Introduction Obliterative bronchiolitis (OB) is a rare form of chronic obstructive lung disease that follows a severe insult to the lower respiratory tract, resulting in fibrosis of the small airways. In the non-transplant paediatric population, adenovirus infection is the most common cause. The initial infective insult occurs in the early years and the diagnosis requires a history of acute severe bronchiolitis/viral pneumonia in previously healthy children in the first 3 years of life. Though there has been a case report of post-infectious OB in an adult female,1 to our knowledge, there are no published cases in children acquired after 3 years of age.

Aim We describe two previously healthy older boys with normal immunological investigations who developed post-infectious OB.

Cases The first patient had severe adenovirus pneumonia aged 7, requiring ventilation, oxygen and bronchodilator therapy. In view of atopic background (nut allergy and paternal asthma) inhaled corticosteroids were initiated at discharge. A year later he presented with productive cough, debilitating shortness of breath on exertion, moderately reduced PEFR but no wheeze. He did not respond to Amoxicillin or step-up asthma treatments. CXR and exercise test were normal and pulmonary function tests (PFT) did not show evidence of reversibility. A mixed growth of typical respiratory pathogens were isolated in sputum and treated with prolonged oral antibiotic course. High resolution chest CT (HRCT) showed air trapping in the right upper lobe consistent with OB.
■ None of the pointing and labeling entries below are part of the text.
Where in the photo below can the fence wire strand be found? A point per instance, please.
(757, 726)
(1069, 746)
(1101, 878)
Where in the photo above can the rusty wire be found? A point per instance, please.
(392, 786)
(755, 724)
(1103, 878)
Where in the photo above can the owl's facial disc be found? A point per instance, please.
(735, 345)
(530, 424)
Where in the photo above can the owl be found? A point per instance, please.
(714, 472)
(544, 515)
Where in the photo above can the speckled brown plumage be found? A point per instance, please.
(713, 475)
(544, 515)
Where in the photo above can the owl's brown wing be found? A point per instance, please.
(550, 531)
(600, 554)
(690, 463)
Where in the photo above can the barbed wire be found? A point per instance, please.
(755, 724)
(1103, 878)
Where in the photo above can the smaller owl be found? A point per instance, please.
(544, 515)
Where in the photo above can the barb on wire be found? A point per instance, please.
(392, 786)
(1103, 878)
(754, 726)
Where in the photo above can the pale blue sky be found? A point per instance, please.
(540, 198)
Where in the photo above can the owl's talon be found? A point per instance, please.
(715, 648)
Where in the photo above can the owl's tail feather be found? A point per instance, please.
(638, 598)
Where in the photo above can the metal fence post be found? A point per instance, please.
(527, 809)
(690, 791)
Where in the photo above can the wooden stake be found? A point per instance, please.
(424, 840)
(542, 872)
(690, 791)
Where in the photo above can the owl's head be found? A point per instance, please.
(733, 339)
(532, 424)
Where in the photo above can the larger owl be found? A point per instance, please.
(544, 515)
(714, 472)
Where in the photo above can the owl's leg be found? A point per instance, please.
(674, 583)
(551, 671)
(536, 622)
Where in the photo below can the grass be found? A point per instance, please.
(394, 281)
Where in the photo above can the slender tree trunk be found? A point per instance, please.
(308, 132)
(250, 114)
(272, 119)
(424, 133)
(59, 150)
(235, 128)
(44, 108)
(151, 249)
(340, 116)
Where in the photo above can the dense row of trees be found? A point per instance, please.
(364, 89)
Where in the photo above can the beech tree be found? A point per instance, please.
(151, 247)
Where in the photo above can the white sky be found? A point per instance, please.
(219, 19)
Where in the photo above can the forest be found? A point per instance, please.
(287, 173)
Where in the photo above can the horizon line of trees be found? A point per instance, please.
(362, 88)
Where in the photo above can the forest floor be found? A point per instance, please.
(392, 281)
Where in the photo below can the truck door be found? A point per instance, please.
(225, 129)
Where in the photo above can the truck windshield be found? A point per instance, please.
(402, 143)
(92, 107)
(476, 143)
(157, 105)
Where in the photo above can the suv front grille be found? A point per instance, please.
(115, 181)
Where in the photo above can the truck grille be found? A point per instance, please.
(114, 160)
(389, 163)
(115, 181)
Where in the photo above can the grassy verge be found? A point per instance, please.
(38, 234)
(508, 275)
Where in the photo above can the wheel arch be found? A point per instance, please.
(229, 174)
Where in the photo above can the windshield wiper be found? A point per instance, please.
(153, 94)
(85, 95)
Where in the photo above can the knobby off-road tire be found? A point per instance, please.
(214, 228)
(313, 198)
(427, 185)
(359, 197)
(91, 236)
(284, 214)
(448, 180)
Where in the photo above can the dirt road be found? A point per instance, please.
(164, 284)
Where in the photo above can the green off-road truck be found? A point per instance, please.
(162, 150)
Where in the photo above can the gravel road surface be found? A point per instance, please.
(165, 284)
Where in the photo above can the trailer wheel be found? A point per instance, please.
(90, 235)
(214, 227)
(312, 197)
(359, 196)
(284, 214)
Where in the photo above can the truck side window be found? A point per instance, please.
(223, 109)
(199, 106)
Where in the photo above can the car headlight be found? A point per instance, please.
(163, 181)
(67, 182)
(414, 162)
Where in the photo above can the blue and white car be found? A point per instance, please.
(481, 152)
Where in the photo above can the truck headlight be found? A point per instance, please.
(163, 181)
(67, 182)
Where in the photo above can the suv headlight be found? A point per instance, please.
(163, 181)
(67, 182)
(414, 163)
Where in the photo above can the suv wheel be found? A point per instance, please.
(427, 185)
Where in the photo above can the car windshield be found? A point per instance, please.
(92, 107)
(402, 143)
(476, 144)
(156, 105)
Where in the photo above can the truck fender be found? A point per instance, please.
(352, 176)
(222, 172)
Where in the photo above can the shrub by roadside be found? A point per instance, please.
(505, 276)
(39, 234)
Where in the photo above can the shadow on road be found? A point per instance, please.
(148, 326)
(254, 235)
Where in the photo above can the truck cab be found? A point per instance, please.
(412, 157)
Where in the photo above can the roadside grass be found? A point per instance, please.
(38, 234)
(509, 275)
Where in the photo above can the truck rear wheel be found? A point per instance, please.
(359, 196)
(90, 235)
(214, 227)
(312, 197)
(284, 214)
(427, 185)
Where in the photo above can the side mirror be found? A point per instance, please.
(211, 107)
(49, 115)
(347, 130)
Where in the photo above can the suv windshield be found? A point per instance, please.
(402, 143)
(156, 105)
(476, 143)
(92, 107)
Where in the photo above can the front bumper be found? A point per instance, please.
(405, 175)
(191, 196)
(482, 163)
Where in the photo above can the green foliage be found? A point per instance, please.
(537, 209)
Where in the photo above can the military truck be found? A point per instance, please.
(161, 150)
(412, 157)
The second patient developed severe mixed mycoplasma and adenovirus pneumonia aged 3.5, followed by persistent left lower lobe collapse and wet cough requiring intravenous antibiotics and physiotherapy. His left lower lobe re-expanded, but his HRCT revealed air trapping consistent with OB. He continued to have intermittent chest infections with various typical respiratory pathogens isolated in sputum requiring oral and intravenous antibiotics. His PFTs are stable with moderately reduced FEV1/FVC.

Both patients are maintained on regular chest physiotherapy and intermittent antibiotics.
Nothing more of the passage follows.